We built a web-based nuclear pleomorphism platform consisting of the queries to display the ROIs, allowing the pathologists to score them through a user interface. Each query was followed by the questions; nuclear pleomorphism score of the tumor into one of the three categories; 1, 2, or 3, and an optional field for confidence with the scoring; not certain, fairly certain, certain, as well as an additional text field for comments about the queried tumor and normal ROIs. An example is provided in Fig. 9a. When an ROI was selected, the full resolution of the ROI was displayed with a total size of 2560 × 2560 pixels. We invited 10 pathologists from 6 countries with varying levels of expertize in breast pathology to participate in this study. As a result, each tumor ROI was scored for nuclear pleomorphism 10 times. For a tumor ROI, we aggregated the pleomorphism scores of the pathologists by average pooling. We illustrate the reference scores as well as the pleomorphism scores of the individual pathologists for all 125 queries in Fig. 10. Throughout our experiments, we trained and validated the AI algorithm on a large subset of this data set, using the reference scores as reference standard. The rest of this data set was used to evaluate the ROI-level performance of the AI algorithm compared to the pathologists. A more detailed breakdown of the training, validation and evaluation subsets is provided in the experimental settings section.
Slide-study data set
We collected an additional set of H&E stained whole-slide images from cohort B, with a total number of 118 slides. The slides selected for this study did not have any overlap with ROI-study, as the patients in each study were unique. The selection criteria for the slides followed a similar approach to ROI-study in that we collected a large variety of slides with diverse tumor morphology. We referred to the available clinical data of the patients for our selection to approximate the distribution in the clinical practice. As a result, NST was the most prevalent carcinoma type with 71 slides, followed by Invasive Lobular Carcinoma (ILC) with 14 slides. The full distribution of the carcinoma types in the slide-study is presented in Table 3.

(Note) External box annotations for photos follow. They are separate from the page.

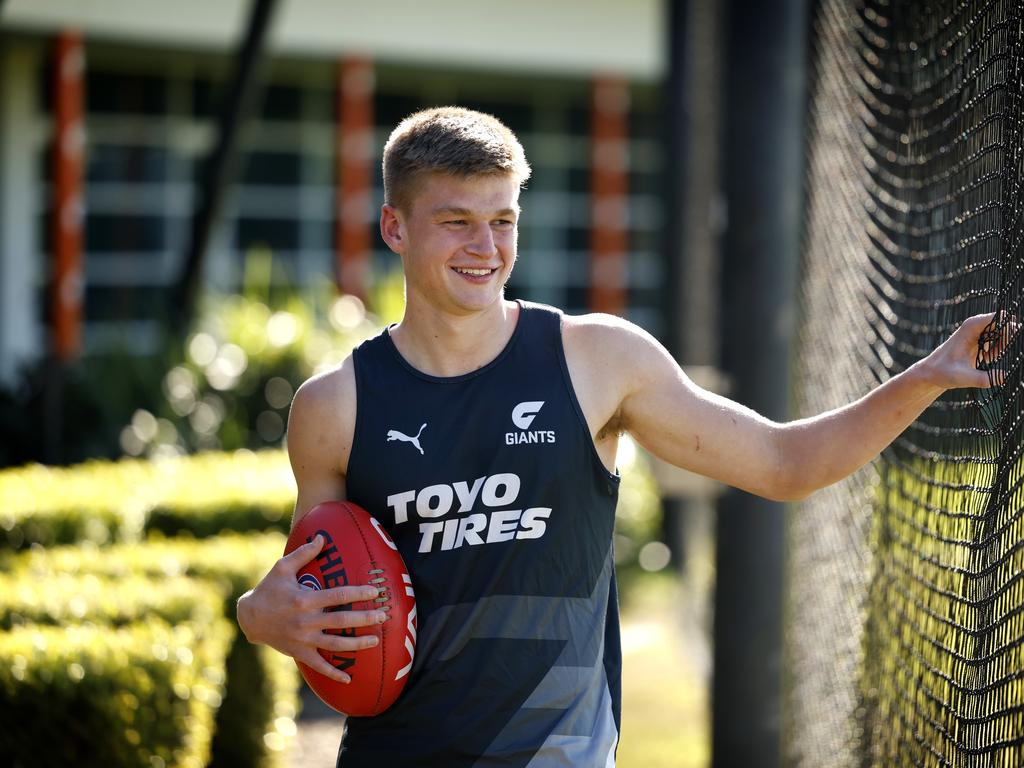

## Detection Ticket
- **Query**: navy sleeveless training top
[338,302,622,768]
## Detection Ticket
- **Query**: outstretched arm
[604,314,1010,500]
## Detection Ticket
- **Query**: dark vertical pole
[170,0,278,328]
[662,0,691,572]
[712,0,807,768]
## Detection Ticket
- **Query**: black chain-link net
[783,0,1024,768]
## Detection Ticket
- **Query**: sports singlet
[338,302,622,768]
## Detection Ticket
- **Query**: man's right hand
[238,536,387,683]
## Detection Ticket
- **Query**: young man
[239,108,996,768]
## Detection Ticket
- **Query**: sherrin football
[285,502,416,717]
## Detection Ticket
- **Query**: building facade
[0,0,669,381]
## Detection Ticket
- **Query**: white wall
[0,43,48,383]
[2,0,665,79]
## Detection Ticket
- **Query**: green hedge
[0,532,299,766]
[0,572,225,631]
[0,618,231,768]
[0,451,295,550]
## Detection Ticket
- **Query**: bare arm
[238,361,386,682]
[581,314,1006,500]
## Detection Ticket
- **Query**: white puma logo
[386,424,427,456]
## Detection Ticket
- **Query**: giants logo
[505,400,555,445]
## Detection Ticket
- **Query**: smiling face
[381,173,519,315]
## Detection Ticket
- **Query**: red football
[285,502,416,717]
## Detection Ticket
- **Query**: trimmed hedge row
[0,451,295,550]
[0,618,232,768]
[0,532,299,766]
[0,572,225,631]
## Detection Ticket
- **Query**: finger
[311,587,381,608]
[278,534,324,573]
[312,610,387,630]
[316,635,380,653]
[299,650,352,683]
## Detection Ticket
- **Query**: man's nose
[466,223,498,257]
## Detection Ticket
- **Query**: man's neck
[391,300,519,378]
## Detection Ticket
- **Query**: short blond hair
[383,106,530,210]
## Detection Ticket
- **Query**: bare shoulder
[562,313,657,448]
[562,312,665,380]
[288,355,355,475]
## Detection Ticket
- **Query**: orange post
[51,32,85,360]
[590,77,630,315]
[335,57,374,301]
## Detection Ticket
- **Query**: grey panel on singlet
[420,552,618,768]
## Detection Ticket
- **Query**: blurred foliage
[614,434,669,601]
[0,249,404,467]
[119,249,391,457]
[0,572,224,631]
[0,451,295,550]
[0,618,233,768]
[6,532,299,768]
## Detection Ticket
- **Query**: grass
[616,578,711,768]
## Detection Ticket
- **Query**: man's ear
[381,203,406,256]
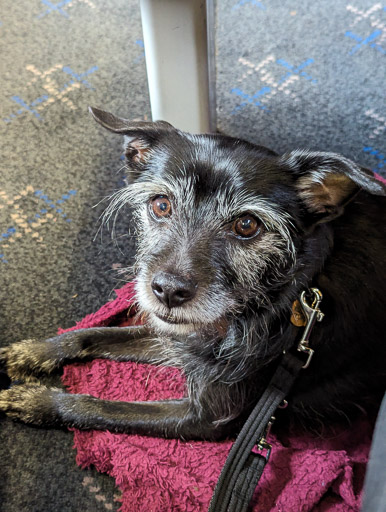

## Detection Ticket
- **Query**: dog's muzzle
[151,272,197,309]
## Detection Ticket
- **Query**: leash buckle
[256,416,276,462]
[297,288,324,369]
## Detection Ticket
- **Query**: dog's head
[91,108,385,340]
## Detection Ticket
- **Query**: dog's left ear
[89,107,176,163]
[280,151,386,222]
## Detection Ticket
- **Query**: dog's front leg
[0,384,221,439]
[0,327,160,381]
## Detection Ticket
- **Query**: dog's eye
[232,215,262,238]
[150,196,172,218]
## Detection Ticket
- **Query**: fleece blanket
[60,283,371,512]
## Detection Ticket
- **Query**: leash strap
[209,353,304,512]
[208,288,323,512]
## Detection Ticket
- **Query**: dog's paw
[0,384,63,425]
[0,340,55,382]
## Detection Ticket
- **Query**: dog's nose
[151,272,197,308]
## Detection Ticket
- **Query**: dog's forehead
[151,134,283,198]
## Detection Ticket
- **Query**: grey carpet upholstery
[0,0,386,512]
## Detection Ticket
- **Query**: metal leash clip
[297,288,324,368]
[256,416,276,462]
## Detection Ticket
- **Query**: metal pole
[140,0,215,133]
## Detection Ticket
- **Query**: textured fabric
[63,284,370,512]
[0,0,386,512]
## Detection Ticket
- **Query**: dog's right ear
[89,107,176,164]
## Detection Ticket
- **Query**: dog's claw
[0,384,61,425]
[0,339,52,382]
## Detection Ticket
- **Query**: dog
[0,108,386,440]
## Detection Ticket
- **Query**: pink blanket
[61,284,371,512]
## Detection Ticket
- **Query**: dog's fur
[0,109,386,439]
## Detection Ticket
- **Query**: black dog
[0,109,386,439]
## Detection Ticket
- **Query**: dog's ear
[280,151,386,222]
[89,107,176,163]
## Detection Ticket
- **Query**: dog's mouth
[153,311,191,325]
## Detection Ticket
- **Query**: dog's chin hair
[146,313,199,336]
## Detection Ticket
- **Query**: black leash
[209,288,323,512]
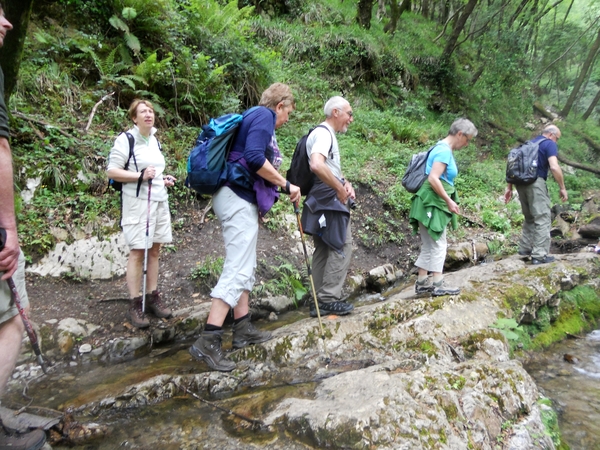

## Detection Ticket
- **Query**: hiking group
[0,9,568,449]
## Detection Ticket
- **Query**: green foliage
[490,318,523,344]
[250,258,308,307]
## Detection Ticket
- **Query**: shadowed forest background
[0,0,600,272]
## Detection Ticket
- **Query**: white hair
[323,95,350,119]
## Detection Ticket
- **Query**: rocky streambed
[5,253,600,449]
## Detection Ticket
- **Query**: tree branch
[84,92,115,133]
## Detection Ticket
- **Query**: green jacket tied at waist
[408,180,458,241]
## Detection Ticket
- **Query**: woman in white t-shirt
[106,99,176,328]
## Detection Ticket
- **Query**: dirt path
[27,188,419,338]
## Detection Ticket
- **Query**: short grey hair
[542,125,560,136]
[448,118,477,137]
[323,95,350,119]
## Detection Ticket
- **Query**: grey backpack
[402,145,435,194]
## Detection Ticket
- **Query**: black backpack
[285,125,333,195]
[506,138,546,185]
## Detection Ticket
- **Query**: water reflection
[525,330,600,450]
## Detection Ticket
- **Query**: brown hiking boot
[190,330,235,372]
[127,295,150,328]
[232,317,273,348]
[146,291,173,319]
[0,424,46,450]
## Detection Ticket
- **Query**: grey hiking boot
[232,317,273,348]
[415,277,433,294]
[190,330,235,372]
[0,424,46,450]
[127,295,150,328]
[432,280,460,297]
[146,290,173,319]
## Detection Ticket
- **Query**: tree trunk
[441,0,479,61]
[383,0,411,34]
[356,0,375,30]
[560,29,600,117]
[0,0,33,105]
[581,86,600,122]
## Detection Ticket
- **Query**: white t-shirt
[106,125,168,202]
[306,122,342,180]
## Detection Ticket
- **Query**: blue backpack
[185,107,256,195]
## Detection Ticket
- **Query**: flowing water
[3,294,385,450]
[525,330,600,450]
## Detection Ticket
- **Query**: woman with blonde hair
[106,99,177,328]
[190,83,300,372]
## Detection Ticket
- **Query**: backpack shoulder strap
[124,131,139,172]
[308,124,333,159]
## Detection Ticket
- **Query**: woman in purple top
[190,83,300,372]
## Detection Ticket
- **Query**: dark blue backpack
[185,108,255,195]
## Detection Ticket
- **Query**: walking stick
[142,178,152,313]
[0,228,48,373]
[294,202,325,345]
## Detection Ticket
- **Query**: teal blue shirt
[425,141,458,186]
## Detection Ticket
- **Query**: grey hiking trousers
[312,220,352,303]
[516,178,552,259]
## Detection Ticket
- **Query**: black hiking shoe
[0,422,46,450]
[127,295,150,328]
[190,330,235,372]
[531,255,554,266]
[146,290,173,319]
[232,317,273,348]
[415,277,434,294]
[310,302,354,317]
[431,280,460,297]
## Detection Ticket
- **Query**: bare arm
[427,161,460,214]
[256,159,300,203]
[0,137,19,280]
[548,156,569,202]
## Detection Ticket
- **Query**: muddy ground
[27,187,432,339]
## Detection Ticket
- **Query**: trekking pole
[0,228,48,373]
[294,202,325,345]
[142,178,152,313]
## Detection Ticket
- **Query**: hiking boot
[310,302,354,317]
[190,330,235,372]
[415,277,433,294]
[531,255,554,266]
[146,291,173,319]
[232,317,273,348]
[431,280,460,297]
[0,425,46,450]
[127,295,150,328]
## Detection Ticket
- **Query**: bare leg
[0,314,25,395]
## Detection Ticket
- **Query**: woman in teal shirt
[409,119,477,296]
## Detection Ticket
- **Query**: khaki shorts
[121,195,173,250]
[0,252,29,323]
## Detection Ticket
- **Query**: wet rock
[27,233,129,279]
[107,336,150,361]
[365,264,402,292]
[578,217,600,239]
[254,295,294,313]
[57,317,100,355]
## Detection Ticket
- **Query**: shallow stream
[525,330,600,450]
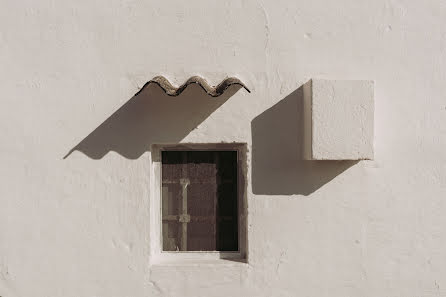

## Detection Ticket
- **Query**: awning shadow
[251,87,358,195]
[64,85,240,159]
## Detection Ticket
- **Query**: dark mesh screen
[162,151,238,251]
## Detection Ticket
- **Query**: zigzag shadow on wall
[251,87,358,195]
[64,84,241,159]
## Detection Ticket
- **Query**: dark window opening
[162,151,238,251]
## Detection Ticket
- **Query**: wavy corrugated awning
[135,76,251,97]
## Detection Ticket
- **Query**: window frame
[149,143,247,263]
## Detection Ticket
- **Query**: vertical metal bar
[180,152,189,251]
[213,152,221,251]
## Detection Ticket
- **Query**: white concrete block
[304,79,374,160]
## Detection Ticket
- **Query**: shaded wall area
[251,86,358,195]
[64,84,240,159]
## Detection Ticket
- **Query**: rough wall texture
[0,0,446,297]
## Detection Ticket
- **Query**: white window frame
[149,143,248,264]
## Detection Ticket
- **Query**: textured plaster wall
[0,0,446,297]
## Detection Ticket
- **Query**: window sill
[150,252,248,267]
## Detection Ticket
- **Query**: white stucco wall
[0,0,446,297]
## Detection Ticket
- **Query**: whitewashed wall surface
[0,0,446,297]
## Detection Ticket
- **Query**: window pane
[162,151,238,251]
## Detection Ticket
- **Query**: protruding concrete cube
[304,79,374,160]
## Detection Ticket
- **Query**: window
[150,143,247,263]
[161,151,238,251]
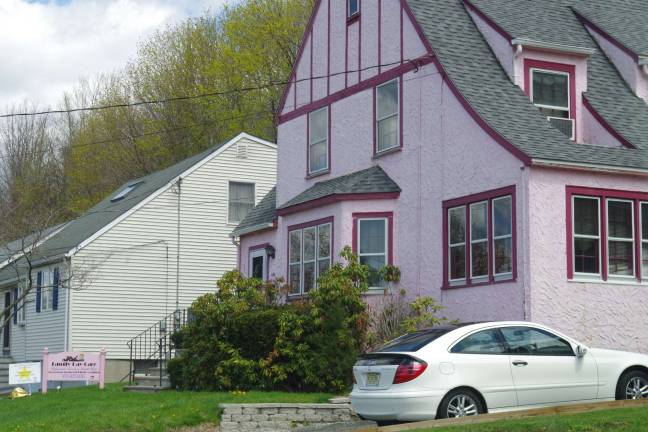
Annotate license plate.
[367,372,380,386]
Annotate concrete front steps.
[124,367,171,393]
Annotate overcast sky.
[0,0,227,112]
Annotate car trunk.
[353,353,424,391]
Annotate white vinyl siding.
[70,138,277,359]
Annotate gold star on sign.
[18,368,31,380]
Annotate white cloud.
[0,0,226,111]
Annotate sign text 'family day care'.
[42,348,106,393]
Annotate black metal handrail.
[126,309,188,387]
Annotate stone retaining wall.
[219,403,359,432]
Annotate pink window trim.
[351,212,394,265]
[524,59,578,140]
[306,105,332,179]
[373,75,403,157]
[565,186,648,281]
[286,216,336,297]
[441,185,517,290]
[346,0,362,25]
[247,242,270,280]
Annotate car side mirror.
[576,345,587,358]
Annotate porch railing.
[127,309,189,387]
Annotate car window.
[500,327,574,356]
[375,328,453,352]
[450,329,506,354]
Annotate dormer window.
[524,59,576,140]
[347,0,360,18]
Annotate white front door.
[500,326,598,406]
[248,248,268,280]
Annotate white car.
[351,322,648,421]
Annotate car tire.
[616,370,648,400]
[436,389,486,419]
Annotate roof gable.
[407,0,648,171]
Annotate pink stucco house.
[232,0,648,352]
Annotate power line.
[0,59,426,118]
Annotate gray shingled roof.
[279,165,401,209]
[0,137,233,281]
[408,0,648,169]
[230,187,277,237]
[572,0,648,56]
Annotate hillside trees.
[0,0,313,241]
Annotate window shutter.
[52,267,60,310]
[36,272,43,313]
[14,288,18,324]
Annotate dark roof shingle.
[230,187,277,237]
[408,0,648,170]
[279,165,401,209]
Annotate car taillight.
[394,359,427,384]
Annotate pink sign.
[42,348,106,393]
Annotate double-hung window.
[14,282,27,324]
[347,0,360,18]
[443,187,515,287]
[40,270,52,311]
[288,220,333,295]
[353,212,393,289]
[375,78,400,153]
[525,59,575,139]
[567,186,648,281]
[308,107,329,174]
[227,182,254,223]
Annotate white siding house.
[0,134,277,380]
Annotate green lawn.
[0,384,331,432]
[418,407,648,432]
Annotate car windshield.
[374,327,455,352]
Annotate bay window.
[288,218,333,295]
[375,78,400,153]
[443,187,516,288]
[308,107,329,174]
[567,186,648,281]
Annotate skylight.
[110,182,142,202]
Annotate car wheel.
[616,370,648,400]
[437,389,486,418]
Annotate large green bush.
[169,248,369,391]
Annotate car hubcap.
[626,377,648,399]
[447,395,478,418]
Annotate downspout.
[63,257,72,351]
[175,177,182,315]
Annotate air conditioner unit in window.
[547,117,574,140]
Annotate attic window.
[530,68,574,139]
[110,182,142,202]
[347,0,360,19]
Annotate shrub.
[368,289,451,349]
[169,248,369,391]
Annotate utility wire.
[0,59,426,118]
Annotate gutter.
[511,38,596,56]
[230,222,275,238]
[531,159,648,177]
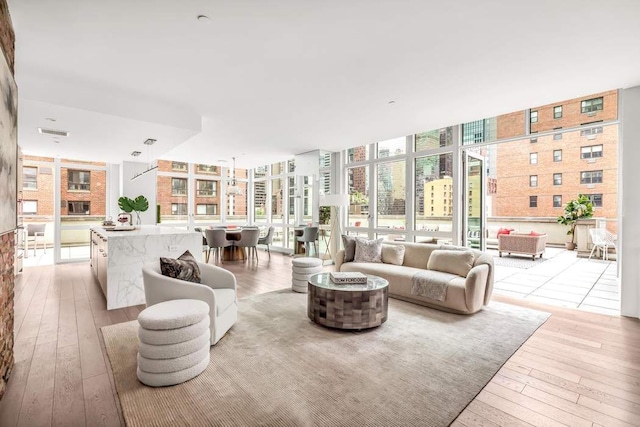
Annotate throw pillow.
[353,237,382,262]
[342,234,356,262]
[160,251,200,283]
[382,245,406,265]
[427,249,473,277]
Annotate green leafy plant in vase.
[557,194,593,251]
[118,196,149,225]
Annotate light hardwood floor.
[0,252,640,427]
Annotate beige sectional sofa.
[335,243,493,314]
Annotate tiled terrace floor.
[24,248,620,316]
[489,248,620,316]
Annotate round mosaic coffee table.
[307,273,389,329]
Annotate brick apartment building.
[496,91,618,228]
[157,160,247,220]
[21,155,107,220]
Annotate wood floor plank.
[75,299,107,378]
[53,345,86,426]
[18,342,56,427]
[8,258,640,427]
[83,373,123,427]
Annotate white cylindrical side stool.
[291,257,322,294]
[137,299,211,387]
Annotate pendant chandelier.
[227,157,242,196]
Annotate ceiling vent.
[38,128,69,136]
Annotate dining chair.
[296,227,318,256]
[258,225,276,259]
[204,228,233,263]
[236,228,260,261]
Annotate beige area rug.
[102,290,548,426]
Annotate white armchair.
[142,261,238,345]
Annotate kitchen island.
[91,225,202,310]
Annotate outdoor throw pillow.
[342,234,356,262]
[427,249,473,277]
[160,251,200,283]
[382,245,405,265]
[353,237,382,262]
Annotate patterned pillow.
[342,234,356,262]
[160,251,200,283]
[353,237,383,262]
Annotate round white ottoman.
[137,299,211,387]
[291,257,322,294]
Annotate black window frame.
[171,202,189,216]
[553,172,562,185]
[553,105,562,120]
[553,149,562,162]
[580,144,604,159]
[22,166,38,190]
[171,176,189,196]
[67,169,91,191]
[580,169,604,184]
[67,200,91,216]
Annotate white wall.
[121,162,158,225]
[618,86,640,317]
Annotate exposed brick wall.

A web-based reader study based grand-challenge.org (www.grand-challenge.org/reader-studies) was built for scoring nuclear pleomorphism on the 118 slides. The application could display multi-resolution whole-slide images to enable pathologists to freely navigate the slides with zoom-in and zoom-out capabilities. In this study, we asked pathologists to score nuclear pleomorphism of whole-slide images into one of the three categories; 1, 2, or 3, and we provided them an optional comment field for each queried slide, as displayed in Fig. 9b. We invited 3 of the 10 pathologists who participated in the ROI-study, to also score nuclear pleomorphism in the slide-study. Moreover, we invited an additional pathologist who did not participate in the ROI-study, bringing the total number of pathologists to four. Detailed breakdown of the score distributions of the pathologists, individually, and compared to each other is displayed in Fig. 6. In our experiments, we used the whole-slide images and the pleomorphism scores of the pathologists only to evaluate the performance of the AI algorithm, as opposed to the ROI-study in which training and validation of the AI algorithm took place.
Automated nuclear pleomorphism scoring
Our approach for learning nuclear pleomorphism scoring followed a two-stage methodology (see Fig. 1). The first stage consisted of the detection of tumor and normal cells using an epithelial cell detection network developed in-house and previously presented35. In brief, a RetinaNet detection model38 was trained with image patches of 256 × 256 pixels at 40× magnification from breast cancer whole-slide images stained with H&E. Slides contained manual annotations of tumor and normal epithelial cells in the form of point annotations, which were converted to fixed-size bounding boxes for training purpose. At test time, the trained RetinaNet model predicts bounding boxes centered at the location of detected epithelial cells at slide level, and labels each prediction as containing a normal or a tumor epithelial cell.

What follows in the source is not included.